WSU’s final drive took perilously long to get down the field until a 23-yard pass to Dom Williams brought the Cougars to the precipice of field-goal range.
But just as Falk led the Cougars to a tying or winning score in the final moments against Oregon and Rutgers, he again put WSU in a position to win.
This hard-hitting, precision-throwing embodiment of Leach’s aphorisms holds little resemblance in manner or spirit to the feeble group that took the field in what was quite probably the program’s worst loss. That’s why it was nearly able, on Halloween night, to earn one of its greatest victories. The Cougars led until there was a little more than 14 minutes left in the game. Then the defense’s Kryptonite, quarterback runs, reared its head once again. The Cougars much-improved defense has shown it can stop almost everything this year. But fleet-footed throwers have been WSU’s Kryptonite all season. Alex Kuresa. Jeff Lockie. Seth Collins. Jerrard Randall.
When quarterbacks have run the ball against the WSU defense they’ve had success, and it’s made things easier for the rest of their team’s offensive playmakers. Stanford figured that out in the second half.
Hogan carried the ball 40 yards to set up Stanford’s first touchdown and then scored its second from 59 yards away to give the Cardinal their first lead, early in the fourth quarter.
WSU’s defensive players said after the game they did not expect Hogan to be such a rushing threat.
But the Cougars did not lay dormant as its highly regarded foe began to impose its will. Rather, the Cougars countered.
After two incomplete passes on the ensuing drive, Falk threw one 22 yards to Gabe Marks, who bobbled the ball but managed to secure it even as two defenders pulled him to the ground.

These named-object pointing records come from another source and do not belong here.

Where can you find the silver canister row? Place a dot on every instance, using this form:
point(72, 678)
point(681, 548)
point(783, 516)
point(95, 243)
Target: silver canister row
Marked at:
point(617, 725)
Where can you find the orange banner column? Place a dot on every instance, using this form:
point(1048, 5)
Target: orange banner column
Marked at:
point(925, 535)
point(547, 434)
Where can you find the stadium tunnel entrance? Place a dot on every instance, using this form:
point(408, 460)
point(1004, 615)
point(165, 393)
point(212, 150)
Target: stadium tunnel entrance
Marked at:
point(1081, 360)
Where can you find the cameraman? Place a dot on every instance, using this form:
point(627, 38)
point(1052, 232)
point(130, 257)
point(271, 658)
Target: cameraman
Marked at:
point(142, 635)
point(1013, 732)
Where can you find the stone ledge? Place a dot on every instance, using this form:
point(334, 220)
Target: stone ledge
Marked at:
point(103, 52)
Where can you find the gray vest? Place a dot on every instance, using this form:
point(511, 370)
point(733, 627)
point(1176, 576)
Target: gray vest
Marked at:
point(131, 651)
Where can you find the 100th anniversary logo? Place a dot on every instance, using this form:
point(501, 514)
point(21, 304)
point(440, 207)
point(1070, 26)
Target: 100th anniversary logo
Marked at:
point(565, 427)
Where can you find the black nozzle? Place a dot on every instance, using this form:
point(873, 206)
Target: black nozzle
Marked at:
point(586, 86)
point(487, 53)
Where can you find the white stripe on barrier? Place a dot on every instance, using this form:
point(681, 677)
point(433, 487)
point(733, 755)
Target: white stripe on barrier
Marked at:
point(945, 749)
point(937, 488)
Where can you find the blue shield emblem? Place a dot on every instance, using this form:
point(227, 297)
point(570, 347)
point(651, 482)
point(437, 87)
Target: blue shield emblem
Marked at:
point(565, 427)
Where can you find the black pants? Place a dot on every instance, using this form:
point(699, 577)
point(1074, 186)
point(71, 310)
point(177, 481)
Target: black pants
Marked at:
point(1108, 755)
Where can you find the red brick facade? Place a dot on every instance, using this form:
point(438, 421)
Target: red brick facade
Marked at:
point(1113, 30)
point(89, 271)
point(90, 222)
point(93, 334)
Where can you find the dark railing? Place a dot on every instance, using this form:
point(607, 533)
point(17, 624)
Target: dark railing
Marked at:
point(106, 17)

Marks extended the drive again with an 8-yard reception on fourth down and the Cougar retook the lead when Falk found River Cracraft for a 1-yard touchdown pass.
v The Cougars have sporadically shown elements of the transformation they say took place in the offseason, but fully manifested in the eighth game of the 2015 season. There were boisterous first quarters by the offense against California, Oregon State and Arizona.
There were key defensive stands to seal the team’s win at Oregon.
But this was Stanford. Stanford, which had won each of its past seven meetings with WSU, usually by crippling margins. Stanford, which boasted the Pac-12’s most disciplined team and its only Heisman Trophy candidate in McCaffrey. Stanford, the team whose discipline and dominance on both the defensive and offensive lines immediately take most foes out of the game.
WSU needed to create extra opportunities and exploit them but managed only the first necessity. Stanford quarterback Kevin Hogan fumbled and had a pass intercepted by WSU safety Shalom Luani in his territory in the first quarter.
But the Cougars only came away with three points from those turnovers.